Although the language is not particularly clear, the only copyright that Lego claims is in the Minifig design. This makes sense, because the lego blocks themselves were patented (patents and copyrights are generally mutually exclusive, so if something is patented it is not eligible for copyright protection (there are a thousand lawyerly qualifications I could add here, so see disclaimer below)) and that patent expired some time ago.
That means it is not copyright infringement to make lego blocks, or models that are compatible with lego blocks. It might be copyright infringement to reproduce a full minifig. It is probably not copyright infringement to create an accessory for a minifig and then take a picture of that accessory with the minifig itself.
The upshot of this is that Lego’s copyright claims are probably fairly narrow, clustered around models that replicate minifigs. Anything beyond that is unlikely to be a copyright issue. That means that Lego is probably leaning fairly heavily on its trademark claims.
Lego’s letter specifically references ownership of trademarks in the world “LEGO,” the stylized representation of “Lego” in a red box, and in the minifig (unlike patents and copyrights, trademarks and copyrights are not necessarily mutually exclusive). It is important to remember that trademarks are all about showing who is responsible for goods. That means that merely copying or using a trademark does not mean you are infringing on it.
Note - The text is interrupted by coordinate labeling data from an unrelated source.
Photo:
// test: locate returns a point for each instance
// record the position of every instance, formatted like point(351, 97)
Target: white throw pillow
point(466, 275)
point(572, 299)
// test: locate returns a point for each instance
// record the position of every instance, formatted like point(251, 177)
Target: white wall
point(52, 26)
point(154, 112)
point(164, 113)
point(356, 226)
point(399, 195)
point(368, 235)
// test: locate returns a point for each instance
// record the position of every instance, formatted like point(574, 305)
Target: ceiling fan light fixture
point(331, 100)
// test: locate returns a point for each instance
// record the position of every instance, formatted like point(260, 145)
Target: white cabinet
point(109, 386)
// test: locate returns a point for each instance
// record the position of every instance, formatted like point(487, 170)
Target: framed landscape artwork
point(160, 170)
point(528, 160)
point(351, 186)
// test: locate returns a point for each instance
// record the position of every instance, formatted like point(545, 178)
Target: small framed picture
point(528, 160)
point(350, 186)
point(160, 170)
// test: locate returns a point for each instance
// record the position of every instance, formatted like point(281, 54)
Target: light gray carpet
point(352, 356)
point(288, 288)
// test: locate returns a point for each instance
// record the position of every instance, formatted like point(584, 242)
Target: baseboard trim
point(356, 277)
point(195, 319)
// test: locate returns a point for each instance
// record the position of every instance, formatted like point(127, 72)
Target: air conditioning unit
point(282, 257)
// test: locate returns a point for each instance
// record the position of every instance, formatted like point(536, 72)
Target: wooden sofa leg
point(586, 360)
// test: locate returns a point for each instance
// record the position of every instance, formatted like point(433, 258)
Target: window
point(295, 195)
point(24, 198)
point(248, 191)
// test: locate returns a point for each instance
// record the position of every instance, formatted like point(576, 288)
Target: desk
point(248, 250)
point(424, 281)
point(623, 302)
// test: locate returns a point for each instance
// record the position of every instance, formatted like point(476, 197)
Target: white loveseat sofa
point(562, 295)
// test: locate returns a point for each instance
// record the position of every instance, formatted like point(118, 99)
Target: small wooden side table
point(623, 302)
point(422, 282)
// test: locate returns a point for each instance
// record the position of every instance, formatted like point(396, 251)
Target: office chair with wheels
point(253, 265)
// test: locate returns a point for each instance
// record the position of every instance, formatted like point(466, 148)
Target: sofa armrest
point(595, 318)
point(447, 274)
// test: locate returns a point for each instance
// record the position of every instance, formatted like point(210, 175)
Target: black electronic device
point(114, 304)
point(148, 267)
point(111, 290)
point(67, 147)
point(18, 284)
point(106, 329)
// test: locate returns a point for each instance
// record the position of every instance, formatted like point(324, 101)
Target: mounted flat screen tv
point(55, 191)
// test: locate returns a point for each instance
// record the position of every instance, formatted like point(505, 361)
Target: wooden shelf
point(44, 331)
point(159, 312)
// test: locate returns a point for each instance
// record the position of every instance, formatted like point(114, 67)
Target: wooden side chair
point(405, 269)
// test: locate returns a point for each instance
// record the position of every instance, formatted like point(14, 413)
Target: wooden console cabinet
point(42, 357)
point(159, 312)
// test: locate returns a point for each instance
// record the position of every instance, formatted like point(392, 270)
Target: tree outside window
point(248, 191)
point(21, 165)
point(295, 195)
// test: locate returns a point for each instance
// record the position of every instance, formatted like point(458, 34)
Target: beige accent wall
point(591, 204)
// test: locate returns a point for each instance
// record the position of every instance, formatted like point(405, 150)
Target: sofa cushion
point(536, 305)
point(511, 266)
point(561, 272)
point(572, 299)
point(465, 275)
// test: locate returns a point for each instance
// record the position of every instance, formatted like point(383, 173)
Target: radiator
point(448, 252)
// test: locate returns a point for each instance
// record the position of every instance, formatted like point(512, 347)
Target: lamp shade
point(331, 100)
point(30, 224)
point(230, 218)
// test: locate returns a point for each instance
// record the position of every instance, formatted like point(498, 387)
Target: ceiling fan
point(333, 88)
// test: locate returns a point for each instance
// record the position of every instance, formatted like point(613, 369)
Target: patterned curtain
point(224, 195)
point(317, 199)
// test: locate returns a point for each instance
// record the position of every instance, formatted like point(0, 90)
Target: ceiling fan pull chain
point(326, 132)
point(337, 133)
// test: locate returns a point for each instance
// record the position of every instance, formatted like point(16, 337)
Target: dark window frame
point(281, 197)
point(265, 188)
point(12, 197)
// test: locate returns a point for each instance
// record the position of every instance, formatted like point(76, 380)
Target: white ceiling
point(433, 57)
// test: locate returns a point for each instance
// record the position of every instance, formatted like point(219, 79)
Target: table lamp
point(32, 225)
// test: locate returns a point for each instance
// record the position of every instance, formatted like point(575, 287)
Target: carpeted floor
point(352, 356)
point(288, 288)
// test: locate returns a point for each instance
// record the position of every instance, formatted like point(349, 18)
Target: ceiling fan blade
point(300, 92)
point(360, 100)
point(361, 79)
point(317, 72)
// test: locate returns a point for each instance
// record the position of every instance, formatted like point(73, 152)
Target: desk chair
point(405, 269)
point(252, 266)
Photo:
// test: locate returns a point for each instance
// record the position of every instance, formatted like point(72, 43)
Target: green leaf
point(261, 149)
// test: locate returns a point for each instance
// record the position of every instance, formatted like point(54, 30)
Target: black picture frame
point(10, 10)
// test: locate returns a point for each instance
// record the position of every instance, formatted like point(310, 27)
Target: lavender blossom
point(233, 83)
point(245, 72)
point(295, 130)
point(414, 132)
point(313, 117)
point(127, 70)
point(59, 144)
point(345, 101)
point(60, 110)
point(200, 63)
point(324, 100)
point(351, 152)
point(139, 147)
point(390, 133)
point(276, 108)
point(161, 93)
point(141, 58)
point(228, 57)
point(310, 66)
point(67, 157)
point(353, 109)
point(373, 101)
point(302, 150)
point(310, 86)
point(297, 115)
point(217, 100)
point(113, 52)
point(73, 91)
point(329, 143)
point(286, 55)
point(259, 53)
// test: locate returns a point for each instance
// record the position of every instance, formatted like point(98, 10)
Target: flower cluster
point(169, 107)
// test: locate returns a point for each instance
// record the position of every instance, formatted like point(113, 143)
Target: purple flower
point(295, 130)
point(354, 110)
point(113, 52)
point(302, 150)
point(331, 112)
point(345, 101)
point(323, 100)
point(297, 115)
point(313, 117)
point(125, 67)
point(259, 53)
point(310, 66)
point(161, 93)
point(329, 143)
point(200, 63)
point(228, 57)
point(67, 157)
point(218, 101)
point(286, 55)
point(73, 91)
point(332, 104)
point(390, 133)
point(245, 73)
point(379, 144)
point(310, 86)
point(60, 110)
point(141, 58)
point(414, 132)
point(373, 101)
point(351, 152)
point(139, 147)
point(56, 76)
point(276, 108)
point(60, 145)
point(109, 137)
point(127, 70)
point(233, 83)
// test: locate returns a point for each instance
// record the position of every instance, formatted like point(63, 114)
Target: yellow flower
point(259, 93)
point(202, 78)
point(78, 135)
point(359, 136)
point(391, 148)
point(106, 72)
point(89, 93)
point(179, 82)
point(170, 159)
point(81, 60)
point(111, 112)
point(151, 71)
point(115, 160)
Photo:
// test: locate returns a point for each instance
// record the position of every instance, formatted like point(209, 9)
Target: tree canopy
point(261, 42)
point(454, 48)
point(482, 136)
Instead, trademark infringement is all about causing confusion in users. If you are using the Lego trademarks to make it appear that your models are coming from the Lego company you are likely infringing on Lego’s trademarks. In contrast, if you are merely using Lego’s trademarks to show that your model is compatible with Lego, you are unlikely to be infringing on that trademark (here is a longer explainer on how all of this works).
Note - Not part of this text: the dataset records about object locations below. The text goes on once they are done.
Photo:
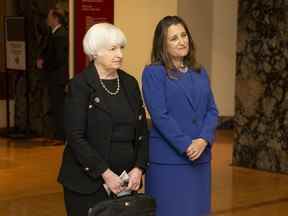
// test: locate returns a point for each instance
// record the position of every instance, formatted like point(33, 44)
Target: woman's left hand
point(197, 147)
point(135, 176)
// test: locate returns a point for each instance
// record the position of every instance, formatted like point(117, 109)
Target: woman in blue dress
point(184, 117)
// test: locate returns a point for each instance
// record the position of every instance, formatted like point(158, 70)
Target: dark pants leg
point(78, 204)
point(56, 99)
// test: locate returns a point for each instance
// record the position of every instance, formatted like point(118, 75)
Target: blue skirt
point(180, 190)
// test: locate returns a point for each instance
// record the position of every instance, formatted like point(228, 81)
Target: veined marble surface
point(261, 119)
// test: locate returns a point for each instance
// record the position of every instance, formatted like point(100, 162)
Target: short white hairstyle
point(101, 36)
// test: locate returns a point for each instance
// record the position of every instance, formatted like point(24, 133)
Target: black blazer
point(55, 56)
point(88, 126)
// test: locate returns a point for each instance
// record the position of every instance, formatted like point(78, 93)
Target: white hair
point(101, 36)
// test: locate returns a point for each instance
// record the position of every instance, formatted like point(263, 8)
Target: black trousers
point(78, 204)
point(56, 96)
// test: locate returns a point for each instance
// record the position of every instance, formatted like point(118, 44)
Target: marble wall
point(261, 118)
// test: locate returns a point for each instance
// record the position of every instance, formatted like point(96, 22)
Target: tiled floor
point(28, 186)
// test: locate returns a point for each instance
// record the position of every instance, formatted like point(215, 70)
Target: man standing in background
point(54, 63)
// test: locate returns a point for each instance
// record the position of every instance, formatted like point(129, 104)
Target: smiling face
point(177, 42)
point(111, 57)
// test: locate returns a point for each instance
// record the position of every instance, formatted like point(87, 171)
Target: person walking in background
point(105, 125)
point(54, 63)
point(184, 117)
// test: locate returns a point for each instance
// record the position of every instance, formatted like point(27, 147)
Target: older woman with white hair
point(106, 131)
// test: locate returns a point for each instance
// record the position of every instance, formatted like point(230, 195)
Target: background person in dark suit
point(184, 118)
point(105, 125)
point(54, 62)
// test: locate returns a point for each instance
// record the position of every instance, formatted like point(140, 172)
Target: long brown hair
point(160, 55)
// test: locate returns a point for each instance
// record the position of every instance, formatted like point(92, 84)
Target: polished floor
point(28, 186)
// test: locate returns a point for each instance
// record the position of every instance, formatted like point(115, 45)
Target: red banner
point(87, 13)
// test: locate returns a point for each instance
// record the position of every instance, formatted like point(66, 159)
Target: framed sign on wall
point(15, 43)
point(87, 13)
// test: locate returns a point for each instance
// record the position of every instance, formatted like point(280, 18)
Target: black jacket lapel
point(97, 92)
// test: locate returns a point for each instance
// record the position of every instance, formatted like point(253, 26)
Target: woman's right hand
point(113, 181)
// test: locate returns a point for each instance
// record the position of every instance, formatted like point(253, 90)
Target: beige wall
point(224, 54)
point(138, 18)
point(198, 16)
point(213, 25)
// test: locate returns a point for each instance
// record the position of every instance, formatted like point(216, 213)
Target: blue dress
point(181, 110)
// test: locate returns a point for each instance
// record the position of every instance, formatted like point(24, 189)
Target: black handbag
point(137, 204)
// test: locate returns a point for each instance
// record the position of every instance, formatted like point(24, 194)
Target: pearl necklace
point(108, 91)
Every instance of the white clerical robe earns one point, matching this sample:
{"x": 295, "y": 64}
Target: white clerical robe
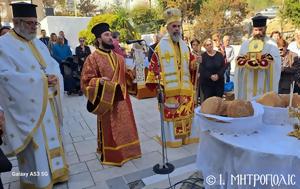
{"x": 254, "y": 82}
{"x": 32, "y": 111}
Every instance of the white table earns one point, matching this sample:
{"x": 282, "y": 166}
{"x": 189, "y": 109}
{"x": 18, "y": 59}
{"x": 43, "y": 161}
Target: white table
{"x": 229, "y": 157}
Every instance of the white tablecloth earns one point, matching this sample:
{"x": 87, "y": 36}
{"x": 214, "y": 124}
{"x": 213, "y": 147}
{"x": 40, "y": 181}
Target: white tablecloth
{"x": 270, "y": 151}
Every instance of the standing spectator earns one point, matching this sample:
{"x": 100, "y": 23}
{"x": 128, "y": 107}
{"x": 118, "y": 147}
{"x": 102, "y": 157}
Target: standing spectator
{"x": 156, "y": 41}
{"x": 4, "y": 30}
{"x": 116, "y": 42}
{"x": 290, "y": 68}
{"x": 82, "y": 52}
{"x": 62, "y": 34}
{"x": 217, "y": 43}
{"x": 61, "y": 52}
{"x": 52, "y": 41}
{"x": 295, "y": 45}
{"x": 229, "y": 51}
{"x": 44, "y": 38}
{"x": 275, "y": 35}
{"x": 212, "y": 71}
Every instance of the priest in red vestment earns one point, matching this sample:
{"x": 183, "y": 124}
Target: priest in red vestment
{"x": 103, "y": 83}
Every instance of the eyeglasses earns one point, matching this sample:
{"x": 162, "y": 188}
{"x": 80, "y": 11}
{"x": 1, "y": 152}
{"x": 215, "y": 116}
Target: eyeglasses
{"x": 31, "y": 23}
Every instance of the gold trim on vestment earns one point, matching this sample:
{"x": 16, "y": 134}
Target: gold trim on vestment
{"x": 30, "y": 135}
{"x": 122, "y": 146}
{"x": 122, "y": 162}
{"x": 255, "y": 80}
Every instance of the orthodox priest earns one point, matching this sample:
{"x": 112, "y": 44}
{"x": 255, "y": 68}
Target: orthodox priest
{"x": 103, "y": 83}
{"x": 173, "y": 66}
{"x": 30, "y": 94}
{"x": 258, "y": 64}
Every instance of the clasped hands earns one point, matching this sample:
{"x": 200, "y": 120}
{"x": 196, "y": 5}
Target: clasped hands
{"x": 52, "y": 79}
{"x": 214, "y": 77}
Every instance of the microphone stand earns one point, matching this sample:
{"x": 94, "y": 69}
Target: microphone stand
{"x": 166, "y": 167}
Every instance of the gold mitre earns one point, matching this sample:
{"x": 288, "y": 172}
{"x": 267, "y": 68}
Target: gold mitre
{"x": 172, "y": 15}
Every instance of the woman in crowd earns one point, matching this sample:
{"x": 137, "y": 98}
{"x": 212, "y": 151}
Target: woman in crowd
{"x": 82, "y": 52}
{"x": 212, "y": 71}
{"x": 290, "y": 68}
{"x": 52, "y": 41}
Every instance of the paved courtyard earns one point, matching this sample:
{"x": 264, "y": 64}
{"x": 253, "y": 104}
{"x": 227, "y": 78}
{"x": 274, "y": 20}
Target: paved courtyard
{"x": 79, "y": 138}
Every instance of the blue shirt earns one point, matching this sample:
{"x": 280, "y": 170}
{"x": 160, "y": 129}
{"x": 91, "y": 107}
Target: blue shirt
{"x": 61, "y": 52}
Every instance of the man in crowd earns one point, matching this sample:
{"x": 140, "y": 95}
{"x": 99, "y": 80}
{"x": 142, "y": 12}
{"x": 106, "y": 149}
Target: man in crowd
{"x": 116, "y": 42}
{"x": 173, "y": 69}
{"x": 103, "y": 82}
{"x": 295, "y": 45}
{"x": 44, "y": 38}
{"x": 62, "y": 34}
{"x": 61, "y": 52}
{"x": 156, "y": 41}
{"x": 229, "y": 51}
{"x": 258, "y": 63}
{"x": 30, "y": 89}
It seems that many of the targeted users are not trying to pass their goods off as official Lego goods. Instead, they are using the term “Lego” to indicate that their model is compatible with Lego-style connectors. One could argue about ways to make that more clear - say by using a term like “Compatible with Lego” or “Lego-Compatible” - but it seems unlikely that a consumer looking at at least some of these models would be confused as to their source or origin.
These Models Are Unlikely to Compete with Lego
That is all the more true because the reality of the situation is that almost no one would buy a 3D printed lego-style block if an injection molded one existed. Lego is really good at making lego bricks. In a head-to-head matchup, a lego-produced brick is going to be cheaper and better than a 3D printed one by almost any metric.
The only reason to turn to 3D printing is to create a lego-compatible object that does not already exist. If you need something custom or specific that Lego does not make, 3D printing is probably your only option. And if you need a custom lego-compatible block, that is probably because you already have many, many official Lego blocks. You are probably already a Lego superfan.
That means that the 3D printed Lego-compatible market is almost purely complimentary to the official market. Lego’s fair play guidance is interesting and helpful, but it does not define Lego’s legal rights. Complying with the guidance may help you avoid a nastygram from Lego. Stepping outside of its bounds does not mean that Lego has a legal right to stop you.
That makes MyMiniFactory’s response kind of a fun one. After inviting Lego to collaborate with the community instead of attacking it, they announced a “OGEL” competition to redesign the building blocks. Submissions close on November 14th and the winner gets a brand new 3D printer.
*As with everything posted on this site, nothing in this post should be construed as legal advice. If you have been targeted by a takedown notice that you believe to be illegitimate you should contact a lawyer who can be your lawyer. Unless I am sending you a bill I am not your lawyer.